L’ONU condamne la prise d’assaut du parlement libyen par des manifestants

Un haut responsable de l’ONU pour la Libye a condamné samedi la prise d’assaut du siège du parlement par des manifestants en colère dans le cadre de manifestations dans plusieurs villes contre la classe politique et la détérioration des conditions économiques.

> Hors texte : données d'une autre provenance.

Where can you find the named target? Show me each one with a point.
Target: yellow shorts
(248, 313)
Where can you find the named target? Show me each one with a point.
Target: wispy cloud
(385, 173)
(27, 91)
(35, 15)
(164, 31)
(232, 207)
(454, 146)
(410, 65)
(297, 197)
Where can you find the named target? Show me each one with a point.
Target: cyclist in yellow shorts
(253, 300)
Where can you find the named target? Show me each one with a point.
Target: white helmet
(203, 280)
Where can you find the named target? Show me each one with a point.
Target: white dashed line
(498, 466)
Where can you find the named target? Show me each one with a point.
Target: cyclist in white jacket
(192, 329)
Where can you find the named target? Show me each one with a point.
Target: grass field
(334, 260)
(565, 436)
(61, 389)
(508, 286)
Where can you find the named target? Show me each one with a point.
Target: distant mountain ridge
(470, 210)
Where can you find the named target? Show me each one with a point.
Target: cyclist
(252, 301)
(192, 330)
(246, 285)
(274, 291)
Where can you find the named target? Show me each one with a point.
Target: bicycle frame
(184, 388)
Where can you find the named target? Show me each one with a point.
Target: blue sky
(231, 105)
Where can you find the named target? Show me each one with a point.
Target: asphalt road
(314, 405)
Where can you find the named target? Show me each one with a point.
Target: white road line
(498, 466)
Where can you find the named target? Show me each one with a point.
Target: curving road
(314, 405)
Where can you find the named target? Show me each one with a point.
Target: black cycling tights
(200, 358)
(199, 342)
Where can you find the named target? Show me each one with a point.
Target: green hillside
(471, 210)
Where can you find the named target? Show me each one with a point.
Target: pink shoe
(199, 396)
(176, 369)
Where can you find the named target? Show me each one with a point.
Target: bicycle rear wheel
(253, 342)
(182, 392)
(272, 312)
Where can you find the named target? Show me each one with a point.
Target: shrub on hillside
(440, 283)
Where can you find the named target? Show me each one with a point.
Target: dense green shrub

Des centaines de manifestants ont défilé vendredi dans les rues de la capitale Tripoli et d’autres villes libyennes, nombre d’entre eux attaquant et incendiant des bâtiments gouvernementaux, dont la Chambre des représentants de la ville orientale de Tobrouk.

“Le droit du peuple à manifester pacifiquement doit être respecté et protégé, mais les émeutes et les actes de vandalisme tels que la prise d’assaut du siège de la Chambre des représentants tard hier à Tobrouk sont totalement inacceptables”, a déclaré Stephanie Williams, la conseillère spéciale de l’ONU pour la Libye, sur Twitter. .

Les manifestations de vendredi sont survenues un jour après que les dirigeants du parlement et d’une autre chambre législative basée à Tripoli n’ont pas réussi à parvenir à un accord sur les élections lors des pourparlers sous médiation de l’ONU à Genève. Le différend porte désormais sur les conditions d’éligibilité des candidats, selon l’ONU

La Libye n’a pas organisé d’élections en décembre à la suite de difficultés telles que des différends juridiques, des candidats présidentiels controversés et la présence de milices voyous et de combattants étrangers dans le pays.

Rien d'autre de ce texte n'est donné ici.